De uitvoerbaarheid van de Europese SUP-richtlijn (Single-Use Plastics) is in de praktijk een stuk weerbarstiger dan in theorie bedacht. Eerder werd de controle op de heffingen op wegwerpplastics on hold gezet. Nu is ook de uitvoering van het innen en uitkeren van bijdragen van producenten voor zwerfafval 'complexer gebleken dan op voorhand werd verwacht'. Staatssecretaris van Infrastructuur en Waterstaat, Chris Jansen tilt het naar volgend jaar. Maar van uitstel, komt geen afstel.
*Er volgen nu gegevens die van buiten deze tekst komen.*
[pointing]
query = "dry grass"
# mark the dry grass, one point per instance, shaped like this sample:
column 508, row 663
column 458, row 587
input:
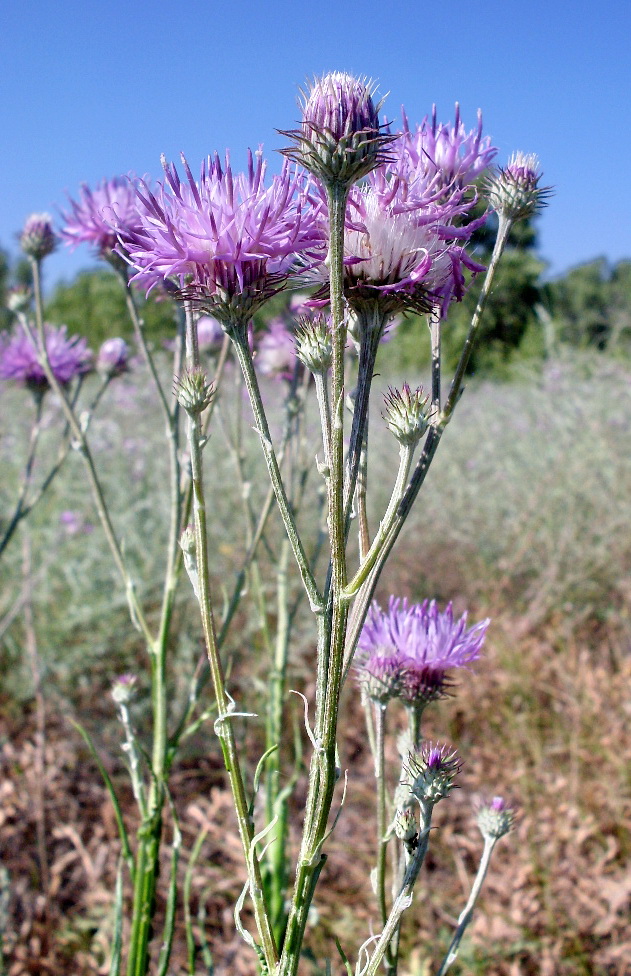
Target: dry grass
column 544, row 718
De uitgebreide producentenverantwoordelijkheid (UPV) voor zwerfafval valt onder de SUP, de regeling waardoor onder meer sinds dit jaar doppen aan flessen vastzitten. De UPV houdt in dat producenten van bepaalde wegwerpplastics, waaronder voedsel- en drankverpakkingen, mee moeten gaan betalen aan de kosten die onder meer gemeentes en provincies maken voor het opruimen van zwerfafval. De inrichting van dit systeem en het opzetten van een uitvoeringsorganisatie kost meer tijd dan voorzien, geeft de staatssecretaris aan. Zo zijn er juridische aandachtspunten wat de uitvoeringsorganisatie betreft.
Ook bleek de deadline waarop producenten hun verslagen klaar moesten hebben later te liggen dan die van de overheid, terwijl laatstgenoemde daarop beslissingen moest nemen. Verder werd er eerst nog een (in dit geval niet verplichte) internetconsultatie gedaan over de bijdrage van producenten en vergoedingen voor gemeentes en provincies.
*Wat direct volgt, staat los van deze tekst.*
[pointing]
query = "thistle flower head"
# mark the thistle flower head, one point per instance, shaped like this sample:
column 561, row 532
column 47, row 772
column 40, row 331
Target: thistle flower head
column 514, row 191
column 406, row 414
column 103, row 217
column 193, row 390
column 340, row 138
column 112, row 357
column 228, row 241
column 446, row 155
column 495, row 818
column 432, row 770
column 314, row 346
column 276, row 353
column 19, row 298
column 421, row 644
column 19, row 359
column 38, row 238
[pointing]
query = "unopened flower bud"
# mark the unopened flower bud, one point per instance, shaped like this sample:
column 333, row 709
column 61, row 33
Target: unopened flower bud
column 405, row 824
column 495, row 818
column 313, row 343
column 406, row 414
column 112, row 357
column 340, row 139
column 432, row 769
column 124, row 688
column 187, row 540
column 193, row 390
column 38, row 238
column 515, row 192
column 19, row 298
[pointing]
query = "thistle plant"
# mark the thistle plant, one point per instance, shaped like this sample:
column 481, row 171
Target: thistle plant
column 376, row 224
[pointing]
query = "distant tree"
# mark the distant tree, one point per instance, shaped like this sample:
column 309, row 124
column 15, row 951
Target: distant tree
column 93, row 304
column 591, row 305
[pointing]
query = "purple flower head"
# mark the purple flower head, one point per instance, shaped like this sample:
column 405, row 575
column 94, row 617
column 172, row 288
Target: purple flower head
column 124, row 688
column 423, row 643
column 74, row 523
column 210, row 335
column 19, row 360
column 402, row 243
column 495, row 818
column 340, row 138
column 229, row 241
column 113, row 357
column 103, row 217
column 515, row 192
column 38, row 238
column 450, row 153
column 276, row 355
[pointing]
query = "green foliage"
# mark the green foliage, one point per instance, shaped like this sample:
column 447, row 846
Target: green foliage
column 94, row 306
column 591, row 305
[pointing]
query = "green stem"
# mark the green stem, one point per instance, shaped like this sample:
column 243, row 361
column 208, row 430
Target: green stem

Levensmiddelensector heeft behoefte aan duidelijkheid
Uit de reacties van verschillende organisaties blijkt dat er vooral behoefte is aan duidelijkheid. Zo reageert de Federatie Nederlandse Levensmiddelen Industrie (FNLI): "Onze leden verwerken (agrarische) grondstoffen tot hoogwaardige producten voor de consument. Omdat deze producten worden verpakt in een breed scala van verpakkingen is het van belang dat de vergoedingen voor de opruimkosten van zwerfafval op een navolgbare manier worden vastgesteld, zodat producenten een goed inzicht hebben in de bijdragen die ze moeten betalen."
Het nu onduidelijkheid hoe de kosten van plastic in het zwerfafval tot stand zijn gekomen, vindt FNLI: de cijfers zijn niet te verifiëren; het is onduidelijk of er rekening wordt gehouden met een daling van het zwerfafval; de definities van verpakkingen zijn niet duidelijk; het is niet bekend uit welk jaar het samenstellingsonderzoek van het zwerfafval stamt; en niet alle kosten zijn bekend, waardoor een onvolledig beeld bestaat.
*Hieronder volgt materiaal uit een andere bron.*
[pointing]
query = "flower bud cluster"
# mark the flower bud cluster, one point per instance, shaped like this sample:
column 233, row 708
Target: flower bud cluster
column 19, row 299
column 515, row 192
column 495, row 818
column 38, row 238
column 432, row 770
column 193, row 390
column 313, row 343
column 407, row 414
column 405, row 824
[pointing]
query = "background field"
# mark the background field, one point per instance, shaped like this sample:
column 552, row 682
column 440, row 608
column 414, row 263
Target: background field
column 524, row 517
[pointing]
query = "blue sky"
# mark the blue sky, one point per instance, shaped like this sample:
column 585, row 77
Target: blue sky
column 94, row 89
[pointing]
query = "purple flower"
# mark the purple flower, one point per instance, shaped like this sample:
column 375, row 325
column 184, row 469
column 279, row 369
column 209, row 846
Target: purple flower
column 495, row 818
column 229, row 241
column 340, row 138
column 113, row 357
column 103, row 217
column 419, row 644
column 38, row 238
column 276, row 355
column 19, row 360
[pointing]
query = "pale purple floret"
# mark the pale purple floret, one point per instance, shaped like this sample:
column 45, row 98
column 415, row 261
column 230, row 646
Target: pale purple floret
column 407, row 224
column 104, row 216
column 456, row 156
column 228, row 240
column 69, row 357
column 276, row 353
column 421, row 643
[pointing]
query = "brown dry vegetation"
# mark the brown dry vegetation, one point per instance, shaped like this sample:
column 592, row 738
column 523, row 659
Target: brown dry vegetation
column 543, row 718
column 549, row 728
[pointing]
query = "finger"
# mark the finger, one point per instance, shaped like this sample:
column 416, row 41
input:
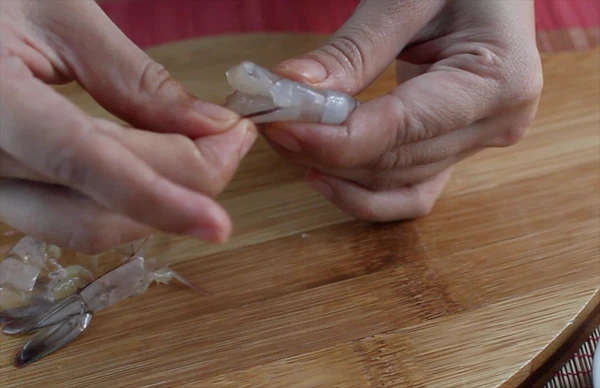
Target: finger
column 64, row 217
column 439, row 102
column 125, row 80
column 364, row 46
column 12, row 168
column 72, row 152
column 206, row 164
column 323, row 146
column 399, row 204
column 405, row 70
column 396, row 179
Ook het Centraal Bureau voor de Levensmiddelhandel (CBL) benadrukt dat het essentieel is dat zijn leden tijdig beschikken over de volledige informatie. Overigens is naar mening van zowel CBL als FNLI 'het in de eerste plaats de consument die zijn verpakking laat slingeren die verantwoordelijk is voor zwerfafval'. "Deze zwerfafvalbijdrage verschuift die verantwoordelijkheid naar specifieke producenten."
Volgens de FNLI is er voor lokale overheden die verantwoordelijk zijn voor het opruimen geen prikkel om maatregelen te nemen om het zwerfafval terug te dringen en worden zij niet gestimuleerd om kostenefficiënt te werken. Daarom wil de vertegenwoordiger van de Nederlandse levensmiddelensector dat er dit jaar gerekend wordt met een eenmalige, generieke korting.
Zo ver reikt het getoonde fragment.